If you're currently at 15 grams and need to get to 28 or higher, don't try to make the jump in a day. Increasing fiber too fast causes bloating, gas, and discomfort that's hard to push through, and most people quit the diet rather than the symptoms. The standard recommendation is to add no more than 5 grams of new fiber per week, paired with a meaningful increase in water intake. Our guide to ramping up fiber without the bloating covers the gradual approach.
The easy path to your number
The most reliable way to consistently hit a daily fiber target is to make the most of your meals fiber-dense by default. When the meals you eat regularly already contain 5-10 grams of fiber each, the math takes care of itself.
Our High Fiber Meal Plan is built around exactly this principle — every meal contains at least 5 grams of fiber from whole-food sources like vegetables, legumes, and whole grains, supporting a daily intake comfortably above 28 grams without tracking. Our comparison of the best high-fiber meal delivery services covers how the major options stack up if you're shopping around.
A few questions people ask
How much fiber should I eat per day?
The general rule is 14 grams per 1,000 calories — about 25-28g for most women, 31-34g for most men. The FDA Daily Value used on nutrition labels is 28 grams. The average American gets only 15g, so most people need to roughly double their intake.
Is 30 grams of fiber a day enough?
Yes — 30g meets or exceeds the recommendation for most adults and is well above the U.S. average. Some research suggests continued benefits at 35-40g, but 30g is sufficient for clear improvements in digestion, blood sugar, heart health, and weight management.

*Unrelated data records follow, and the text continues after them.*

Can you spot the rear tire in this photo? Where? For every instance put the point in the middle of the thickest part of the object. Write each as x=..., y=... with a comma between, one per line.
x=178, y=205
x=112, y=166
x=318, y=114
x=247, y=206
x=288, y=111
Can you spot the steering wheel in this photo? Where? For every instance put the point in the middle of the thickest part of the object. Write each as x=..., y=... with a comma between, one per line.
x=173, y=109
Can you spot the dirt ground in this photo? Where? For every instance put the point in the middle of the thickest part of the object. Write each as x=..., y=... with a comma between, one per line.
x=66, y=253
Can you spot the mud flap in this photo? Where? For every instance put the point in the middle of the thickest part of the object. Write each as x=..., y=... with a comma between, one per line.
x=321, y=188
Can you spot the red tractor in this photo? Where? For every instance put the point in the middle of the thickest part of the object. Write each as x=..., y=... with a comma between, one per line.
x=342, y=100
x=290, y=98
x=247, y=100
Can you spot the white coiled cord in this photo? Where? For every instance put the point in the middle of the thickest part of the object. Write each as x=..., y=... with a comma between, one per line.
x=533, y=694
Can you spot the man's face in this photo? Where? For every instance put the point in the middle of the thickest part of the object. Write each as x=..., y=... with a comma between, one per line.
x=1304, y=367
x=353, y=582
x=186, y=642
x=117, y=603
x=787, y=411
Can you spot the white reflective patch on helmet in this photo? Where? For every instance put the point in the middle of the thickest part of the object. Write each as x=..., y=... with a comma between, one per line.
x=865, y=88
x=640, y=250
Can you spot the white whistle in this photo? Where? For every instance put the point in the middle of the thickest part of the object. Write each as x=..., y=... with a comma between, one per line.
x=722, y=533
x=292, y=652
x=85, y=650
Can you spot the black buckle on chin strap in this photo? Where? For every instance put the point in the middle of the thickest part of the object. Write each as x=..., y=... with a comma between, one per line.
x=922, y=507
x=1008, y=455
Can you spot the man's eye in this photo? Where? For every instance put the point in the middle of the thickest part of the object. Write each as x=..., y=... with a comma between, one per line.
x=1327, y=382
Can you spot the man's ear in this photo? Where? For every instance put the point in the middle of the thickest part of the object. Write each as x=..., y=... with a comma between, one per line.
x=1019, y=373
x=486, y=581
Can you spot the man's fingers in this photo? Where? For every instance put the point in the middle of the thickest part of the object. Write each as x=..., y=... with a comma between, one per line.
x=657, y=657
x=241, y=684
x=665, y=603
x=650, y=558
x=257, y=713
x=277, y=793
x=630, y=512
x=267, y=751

Can you eat too much fiber?
Yes, although it's rare from food alone. Above 50-70g daily, especially if increased rapidly, fiber can cause bloating, cramping, and impaired mineral absorption. Most overshoots involve fiber supplements, not whole foods.
How much fiber per day for a woman?
25-28g for women under 50, 22g for women over 50, 28-29g during pregnancy or breastfeeding. Adjust up if your calorie intake is higher than the typical 1,800-2,000.

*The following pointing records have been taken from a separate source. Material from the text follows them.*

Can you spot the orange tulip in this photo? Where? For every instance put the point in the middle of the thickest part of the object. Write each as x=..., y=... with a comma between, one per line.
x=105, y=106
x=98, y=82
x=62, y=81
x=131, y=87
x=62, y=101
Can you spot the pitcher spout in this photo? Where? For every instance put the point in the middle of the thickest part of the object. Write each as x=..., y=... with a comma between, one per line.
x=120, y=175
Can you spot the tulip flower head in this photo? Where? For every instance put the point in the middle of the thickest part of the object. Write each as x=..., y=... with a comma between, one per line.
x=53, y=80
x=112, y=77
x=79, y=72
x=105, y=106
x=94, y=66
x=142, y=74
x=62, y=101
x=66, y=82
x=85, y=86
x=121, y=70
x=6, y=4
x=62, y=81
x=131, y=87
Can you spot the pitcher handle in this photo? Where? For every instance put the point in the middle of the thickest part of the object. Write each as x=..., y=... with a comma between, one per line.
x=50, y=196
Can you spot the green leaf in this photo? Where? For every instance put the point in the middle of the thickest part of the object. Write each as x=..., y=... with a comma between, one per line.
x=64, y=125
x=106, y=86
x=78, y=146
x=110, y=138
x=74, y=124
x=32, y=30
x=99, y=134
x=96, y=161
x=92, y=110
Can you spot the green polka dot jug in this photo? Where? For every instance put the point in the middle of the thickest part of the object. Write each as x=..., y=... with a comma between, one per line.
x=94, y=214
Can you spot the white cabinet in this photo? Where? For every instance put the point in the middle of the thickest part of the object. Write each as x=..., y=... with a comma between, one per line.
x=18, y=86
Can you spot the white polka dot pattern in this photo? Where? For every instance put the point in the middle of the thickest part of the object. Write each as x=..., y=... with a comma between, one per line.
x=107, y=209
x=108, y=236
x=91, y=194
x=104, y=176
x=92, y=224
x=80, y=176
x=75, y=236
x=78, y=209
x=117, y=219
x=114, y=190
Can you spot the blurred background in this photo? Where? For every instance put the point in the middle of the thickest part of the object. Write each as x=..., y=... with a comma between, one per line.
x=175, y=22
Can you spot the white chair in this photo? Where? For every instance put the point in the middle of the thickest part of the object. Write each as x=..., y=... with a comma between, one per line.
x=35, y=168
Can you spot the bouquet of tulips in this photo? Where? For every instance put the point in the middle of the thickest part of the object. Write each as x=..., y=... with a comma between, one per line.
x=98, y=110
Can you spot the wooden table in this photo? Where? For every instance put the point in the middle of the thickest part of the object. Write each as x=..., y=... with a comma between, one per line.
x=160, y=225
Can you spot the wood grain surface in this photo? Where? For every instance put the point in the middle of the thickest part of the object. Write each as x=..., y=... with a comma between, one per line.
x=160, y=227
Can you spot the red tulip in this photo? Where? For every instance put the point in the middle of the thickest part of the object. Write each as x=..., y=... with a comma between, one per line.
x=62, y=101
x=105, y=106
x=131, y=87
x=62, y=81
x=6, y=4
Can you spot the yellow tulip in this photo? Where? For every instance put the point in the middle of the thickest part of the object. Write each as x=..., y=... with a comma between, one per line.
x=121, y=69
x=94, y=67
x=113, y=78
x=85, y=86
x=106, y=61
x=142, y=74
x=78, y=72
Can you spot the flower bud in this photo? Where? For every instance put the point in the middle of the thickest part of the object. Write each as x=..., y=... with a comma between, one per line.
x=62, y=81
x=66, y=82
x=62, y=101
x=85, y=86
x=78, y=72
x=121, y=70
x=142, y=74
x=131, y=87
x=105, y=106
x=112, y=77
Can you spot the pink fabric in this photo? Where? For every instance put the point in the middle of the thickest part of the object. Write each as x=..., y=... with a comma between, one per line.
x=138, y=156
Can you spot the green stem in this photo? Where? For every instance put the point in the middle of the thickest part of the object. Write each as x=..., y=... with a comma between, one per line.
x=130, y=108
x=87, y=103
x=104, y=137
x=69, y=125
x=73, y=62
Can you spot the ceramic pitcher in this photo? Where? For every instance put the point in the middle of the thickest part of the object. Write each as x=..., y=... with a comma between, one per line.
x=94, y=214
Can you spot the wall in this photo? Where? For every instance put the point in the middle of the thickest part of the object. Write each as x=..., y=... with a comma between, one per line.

How much fiber per day for a man?
31-38g for men under 50, 28-30g for men over 50. Active or larger men should target the higher end of the range based on calorie intake.
The bottom line
Most adults need somewhere between 25 and 38 grams of fiber per day, depending on age, sex, and how many calories they eat. The cleanest formula is 14 grams per 1,000 calories. Most Americans are eating about half of what they should — closing that gap is one of the most reliable health gains available from any single dietary change.
If hitting your number from scratch every day feels like more planning than your week allows, our High Fiber Meal Plan takes the calculation out of it.
References
1. Institute of Medicine. Dietary Reference Intakes for Energy, Carbohydrate, Fiber, Fat, Fatty Acids, Cholesterol, Protein, and Amino Acids. National Academies Press. 2005.
2. U.S. Food and Drug Administration. Daily Value on the Nutrition and Supplement Facts Labels. 2024.
3. U.S. Department of Agriculture and U.S. Department of Health and Human Services. Dietary Guidelines for Americans, 2020-2025.
4. Quagliani D, Felt-Gunderson P. Closing America's Fiber Intake Gap: Communication Strategies From a Food and Fiber Summit. American Journal of Lifestyle Medicine. 2017;11(1):80-85.
5. U.S. Department of Health and Human Services and U.S. Department of Agriculture. 2020-2025 Dietary Guidelines for Americans.